On Wednesday, the Senate followed the House in passing a joint resolution to nullify a recent Biden Administration rule that allows asset managers to prioritize less-profitable ideological causes over profit maximization when investing their clients’ retirement funds.
Biden’s Labor Department rule had freed managers of retirement account and pension funds from their fiduciary responsibility to consider only profitability, so that they could put their clients’ money in environmental, social and governance (ESG) investments yielding lower returns with higher fees.
“By a vote of 50-46, Republicans were joined by Senators Jon Tester (D-MT) and Joe Manchin (D-WV) to pass the joint resolution that was approved by a bipartisan vote in the House of Representatives on Tuesday.

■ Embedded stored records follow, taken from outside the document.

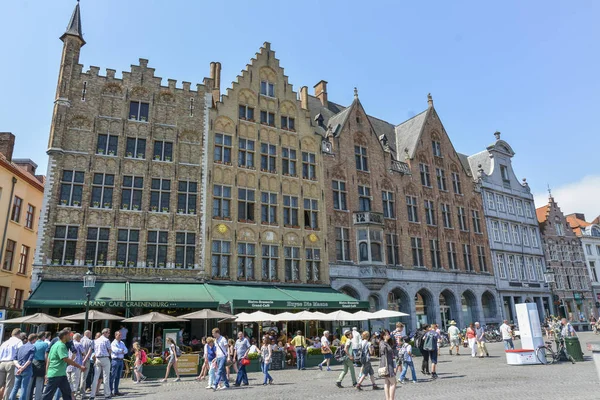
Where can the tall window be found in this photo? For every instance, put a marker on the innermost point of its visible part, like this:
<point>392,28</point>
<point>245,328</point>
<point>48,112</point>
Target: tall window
<point>163,151</point>
<point>388,204</point>
<point>64,244</point>
<point>456,183</point>
<point>447,216</point>
<point>222,152</point>
<point>434,252</point>
<point>71,188</point>
<point>107,144</point>
<point>425,177</point>
<point>187,195</point>
<point>267,88</point>
<point>185,249</point>
<point>476,221</point>
<point>246,205</point>
<point>360,156</point>
<point>392,249</point>
<point>128,244</point>
<point>288,161</point>
<point>268,208</point>
<point>102,190</point>
<point>501,267</point>
<point>364,198</point>
<point>268,157</point>
<point>246,153</point>
<point>416,245</point>
<point>342,244</point>
<point>9,255</point>
<point>311,214</point>
<point>309,166</point>
<point>160,194</point>
<point>270,255</point>
<point>437,148</point>
<point>220,258</point>
<point>412,208</point>
<point>131,192</point>
<point>23,260</point>
<point>441,179</point>
<point>30,216</point>
<point>138,111</point>
<point>156,249</point>
<point>339,195</point>
<point>429,212</point>
<point>290,211</point>
<point>467,257</point>
<point>452,260</point>
<point>288,123</point>
<point>481,258</point>
<point>246,260</point>
<point>96,246</point>
<point>291,257</point>
<point>135,148</point>
<point>246,113</point>
<point>313,265</point>
<point>222,202</point>
<point>15,214</point>
<point>267,118</point>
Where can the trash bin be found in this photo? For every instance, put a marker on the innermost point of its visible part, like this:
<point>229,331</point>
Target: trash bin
<point>574,348</point>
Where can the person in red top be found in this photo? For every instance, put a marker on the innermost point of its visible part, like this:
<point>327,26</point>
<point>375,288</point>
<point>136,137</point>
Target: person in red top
<point>472,339</point>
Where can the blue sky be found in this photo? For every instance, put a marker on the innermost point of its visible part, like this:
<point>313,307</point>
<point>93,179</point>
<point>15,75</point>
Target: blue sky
<point>528,69</point>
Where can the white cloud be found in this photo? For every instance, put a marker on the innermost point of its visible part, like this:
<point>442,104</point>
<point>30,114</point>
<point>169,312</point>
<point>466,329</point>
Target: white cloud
<point>582,196</point>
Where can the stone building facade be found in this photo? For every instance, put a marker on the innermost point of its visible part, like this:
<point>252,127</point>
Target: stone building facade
<point>567,271</point>
<point>405,214</point>
<point>513,231</point>
<point>265,208</point>
<point>124,183</point>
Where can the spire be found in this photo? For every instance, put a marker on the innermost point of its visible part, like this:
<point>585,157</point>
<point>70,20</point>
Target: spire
<point>74,27</point>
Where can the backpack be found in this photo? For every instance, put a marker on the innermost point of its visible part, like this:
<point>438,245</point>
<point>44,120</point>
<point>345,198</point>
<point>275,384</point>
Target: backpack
<point>430,342</point>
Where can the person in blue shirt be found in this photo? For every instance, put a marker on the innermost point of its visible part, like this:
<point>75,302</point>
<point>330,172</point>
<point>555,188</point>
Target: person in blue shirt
<point>24,368</point>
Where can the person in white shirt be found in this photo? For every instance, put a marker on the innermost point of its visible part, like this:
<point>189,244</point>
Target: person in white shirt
<point>506,332</point>
<point>8,361</point>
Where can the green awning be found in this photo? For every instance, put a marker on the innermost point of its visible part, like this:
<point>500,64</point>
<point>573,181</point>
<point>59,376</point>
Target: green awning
<point>283,297</point>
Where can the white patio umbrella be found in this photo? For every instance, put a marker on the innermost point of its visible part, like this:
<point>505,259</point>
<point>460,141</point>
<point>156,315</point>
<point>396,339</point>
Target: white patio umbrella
<point>154,318</point>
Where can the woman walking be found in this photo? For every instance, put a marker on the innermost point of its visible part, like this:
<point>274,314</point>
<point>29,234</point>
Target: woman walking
<point>326,351</point>
<point>140,358</point>
<point>472,339</point>
<point>266,351</point>
<point>172,360</point>
<point>386,365</point>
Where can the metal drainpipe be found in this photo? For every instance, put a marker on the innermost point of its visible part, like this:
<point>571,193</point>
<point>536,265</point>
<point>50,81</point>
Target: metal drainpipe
<point>12,192</point>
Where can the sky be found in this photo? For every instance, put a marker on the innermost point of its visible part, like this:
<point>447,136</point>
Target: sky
<point>527,69</point>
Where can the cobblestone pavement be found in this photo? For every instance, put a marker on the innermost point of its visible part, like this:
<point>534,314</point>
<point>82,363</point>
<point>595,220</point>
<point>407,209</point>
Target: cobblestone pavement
<point>459,377</point>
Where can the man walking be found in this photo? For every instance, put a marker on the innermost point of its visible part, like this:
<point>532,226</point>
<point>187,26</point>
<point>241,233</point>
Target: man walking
<point>506,332</point>
<point>117,353</point>
<point>480,337</point>
<point>102,351</point>
<point>454,336</point>
<point>8,356</point>
<point>241,350</point>
<point>56,375</point>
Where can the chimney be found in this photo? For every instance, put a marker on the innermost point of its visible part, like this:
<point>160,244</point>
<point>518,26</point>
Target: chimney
<point>304,97</point>
<point>321,92</point>
<point>7,144</point>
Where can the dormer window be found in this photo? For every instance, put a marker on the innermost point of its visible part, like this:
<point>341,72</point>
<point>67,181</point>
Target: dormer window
<point>267,88</point>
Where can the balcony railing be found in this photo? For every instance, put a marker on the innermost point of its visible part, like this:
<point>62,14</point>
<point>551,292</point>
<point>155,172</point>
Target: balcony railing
<point>367,217</point>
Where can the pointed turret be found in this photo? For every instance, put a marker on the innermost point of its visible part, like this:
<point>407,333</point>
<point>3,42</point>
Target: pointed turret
<point>74,27</point>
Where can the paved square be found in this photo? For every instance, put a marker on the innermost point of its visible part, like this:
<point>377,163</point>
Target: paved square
<point>459,378</point>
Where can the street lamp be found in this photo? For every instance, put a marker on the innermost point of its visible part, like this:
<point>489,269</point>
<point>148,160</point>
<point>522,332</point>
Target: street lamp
<point>89,282</point>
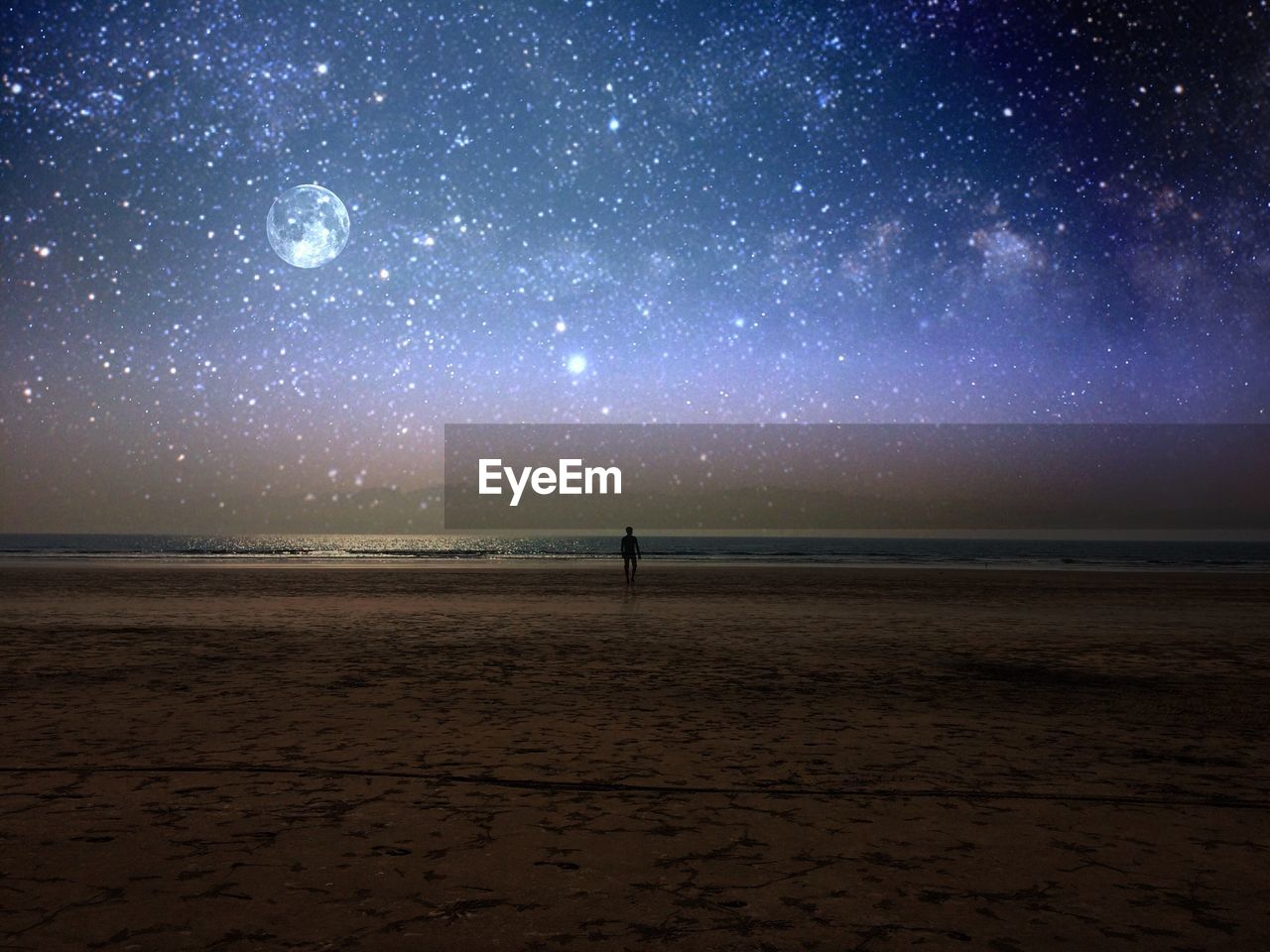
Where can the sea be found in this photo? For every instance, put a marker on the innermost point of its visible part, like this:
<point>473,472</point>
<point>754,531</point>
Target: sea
<point>1066,553</point>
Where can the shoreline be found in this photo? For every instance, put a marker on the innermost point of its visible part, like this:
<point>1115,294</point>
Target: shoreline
<point>595,562</point>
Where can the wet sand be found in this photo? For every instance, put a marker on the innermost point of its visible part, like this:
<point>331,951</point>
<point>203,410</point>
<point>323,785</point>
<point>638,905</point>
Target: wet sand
<point>463,757</point>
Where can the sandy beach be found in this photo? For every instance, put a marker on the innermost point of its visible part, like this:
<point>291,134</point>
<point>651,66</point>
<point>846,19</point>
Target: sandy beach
<point>474,757</point>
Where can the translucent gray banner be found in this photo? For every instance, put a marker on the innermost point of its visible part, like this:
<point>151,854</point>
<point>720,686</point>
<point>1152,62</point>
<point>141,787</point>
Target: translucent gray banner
<point>865,476</point>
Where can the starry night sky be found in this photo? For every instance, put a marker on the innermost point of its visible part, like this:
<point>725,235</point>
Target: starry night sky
<point>601,211</point>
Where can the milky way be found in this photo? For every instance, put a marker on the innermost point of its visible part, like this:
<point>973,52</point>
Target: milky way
<point>612,212</point>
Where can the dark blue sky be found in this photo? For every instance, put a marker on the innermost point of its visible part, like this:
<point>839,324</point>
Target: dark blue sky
<point>611,212</point>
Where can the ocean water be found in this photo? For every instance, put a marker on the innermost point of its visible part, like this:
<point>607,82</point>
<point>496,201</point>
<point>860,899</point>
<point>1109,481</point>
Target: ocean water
<point>980,552</point>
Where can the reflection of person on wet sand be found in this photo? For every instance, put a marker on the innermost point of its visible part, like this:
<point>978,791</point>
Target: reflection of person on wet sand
<point>630,555</point>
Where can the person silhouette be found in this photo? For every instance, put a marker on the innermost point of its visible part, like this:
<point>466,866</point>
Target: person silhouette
<point>630,555</point>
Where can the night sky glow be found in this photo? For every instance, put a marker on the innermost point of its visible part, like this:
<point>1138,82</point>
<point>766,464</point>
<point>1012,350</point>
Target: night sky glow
<point>602,211</point>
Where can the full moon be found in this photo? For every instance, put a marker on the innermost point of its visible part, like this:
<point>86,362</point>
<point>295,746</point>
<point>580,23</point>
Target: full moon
<point>308,226</point>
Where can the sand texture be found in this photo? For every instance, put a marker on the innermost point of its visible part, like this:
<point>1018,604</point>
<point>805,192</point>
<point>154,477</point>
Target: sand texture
<point>456,757</point>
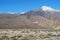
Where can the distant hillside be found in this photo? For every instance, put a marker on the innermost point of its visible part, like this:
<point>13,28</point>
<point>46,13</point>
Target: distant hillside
<point>44,18</point>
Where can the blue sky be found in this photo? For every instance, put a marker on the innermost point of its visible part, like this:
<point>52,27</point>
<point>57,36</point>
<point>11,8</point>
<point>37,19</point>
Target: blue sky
<point>26,5</point>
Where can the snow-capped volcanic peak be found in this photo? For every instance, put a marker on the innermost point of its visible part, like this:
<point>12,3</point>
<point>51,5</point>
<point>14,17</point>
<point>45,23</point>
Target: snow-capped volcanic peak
<point>47,8</point>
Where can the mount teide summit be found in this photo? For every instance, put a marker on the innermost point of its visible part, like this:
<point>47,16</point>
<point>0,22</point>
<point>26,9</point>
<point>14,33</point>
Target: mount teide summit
<point>44,18</point>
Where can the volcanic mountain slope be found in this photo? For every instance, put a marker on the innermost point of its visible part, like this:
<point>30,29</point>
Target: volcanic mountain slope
<point>44,18</point>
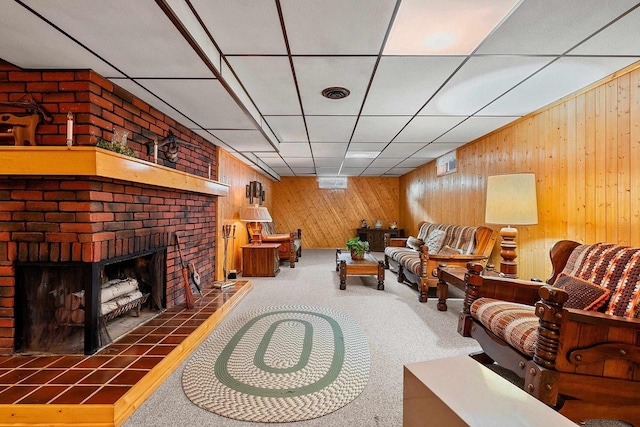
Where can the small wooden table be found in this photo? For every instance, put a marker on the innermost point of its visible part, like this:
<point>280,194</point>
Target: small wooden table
<point>353,267</point>
<point>260,260</point>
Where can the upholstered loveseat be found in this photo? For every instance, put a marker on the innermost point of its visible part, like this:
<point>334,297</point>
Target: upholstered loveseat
<point>575,340</point>
<point>416,259</point>
<point>290,243</point>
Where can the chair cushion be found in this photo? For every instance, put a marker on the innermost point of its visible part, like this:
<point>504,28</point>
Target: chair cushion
<point>435,240</point>
<point>583,295</point>
<point>516,324</point>
<point>414,243</point>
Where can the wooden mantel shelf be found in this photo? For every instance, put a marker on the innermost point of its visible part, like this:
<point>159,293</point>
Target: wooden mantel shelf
<point>92,161</point>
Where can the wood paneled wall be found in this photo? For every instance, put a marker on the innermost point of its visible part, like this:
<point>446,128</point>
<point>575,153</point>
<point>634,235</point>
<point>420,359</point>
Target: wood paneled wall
<point>585,152</point>
<point>329,217</point>
<point>237,174</point>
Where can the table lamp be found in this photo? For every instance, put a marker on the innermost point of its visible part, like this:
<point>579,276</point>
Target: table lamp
<point>511,200</point>
<point>255,215</point>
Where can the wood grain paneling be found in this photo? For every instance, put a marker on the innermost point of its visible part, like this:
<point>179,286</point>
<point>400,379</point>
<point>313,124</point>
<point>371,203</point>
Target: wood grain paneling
<point>237,174</point>
<point>329,217</point>
<point>583,150</point>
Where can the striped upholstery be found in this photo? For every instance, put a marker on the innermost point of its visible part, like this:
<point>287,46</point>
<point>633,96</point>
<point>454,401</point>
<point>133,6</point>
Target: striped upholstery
<point>516,324</point>
<point>614,267</point>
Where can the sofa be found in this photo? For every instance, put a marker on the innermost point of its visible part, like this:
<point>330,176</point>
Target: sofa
<point>290,243</point>
<point>416,259</point>
<point>574,340</point>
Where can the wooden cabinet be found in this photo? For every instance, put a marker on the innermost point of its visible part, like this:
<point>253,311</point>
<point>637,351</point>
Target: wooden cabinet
<point>260,260</point>
<point>375,236</point>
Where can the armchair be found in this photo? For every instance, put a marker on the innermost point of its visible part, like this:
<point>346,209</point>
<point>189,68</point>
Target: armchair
<point>584,363</point>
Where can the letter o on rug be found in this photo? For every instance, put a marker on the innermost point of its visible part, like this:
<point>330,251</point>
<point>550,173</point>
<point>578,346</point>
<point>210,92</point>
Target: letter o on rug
<point>279,364</point>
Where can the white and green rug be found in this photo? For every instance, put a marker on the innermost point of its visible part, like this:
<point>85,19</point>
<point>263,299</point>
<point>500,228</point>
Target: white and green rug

Senators Michael Crapo (R-ID), Dianne Feinstein (D-CA), John Fetterman (D-PA) and Jeff Merkley (D-OR) were absent from Wednesday’s Senate vote.”
On Tuesday, H.J. Res. 30 passed the House, on a bipartisan of 216-204 – the same day that the White House released a statement promising that President Joe Biden intends to veto the measure.
If Biden does veto H.J. Res. 30, it will be the first veto of his presidency and he will still have to overcome lawsuits, including one by 25 state attorneys general.
“For too long the intentionally obtuse investment strategy known as ESG has been used as a progressive weapon to reshape American culture and force partisan action in areas of life that have traditionally been free of political activism,” Will Hild, Executive Director, Consumers’ Research Executive Director Will Hild said in a statement, heralding the Senate vote:
“Today, Congress sent a clear, bipartisan message to the Biden Administration and Wall Street elites that the American peoples’ voice is being heard and we will no longer allow the administrative state and their billionaire buddies to weaponize our retirements against us.”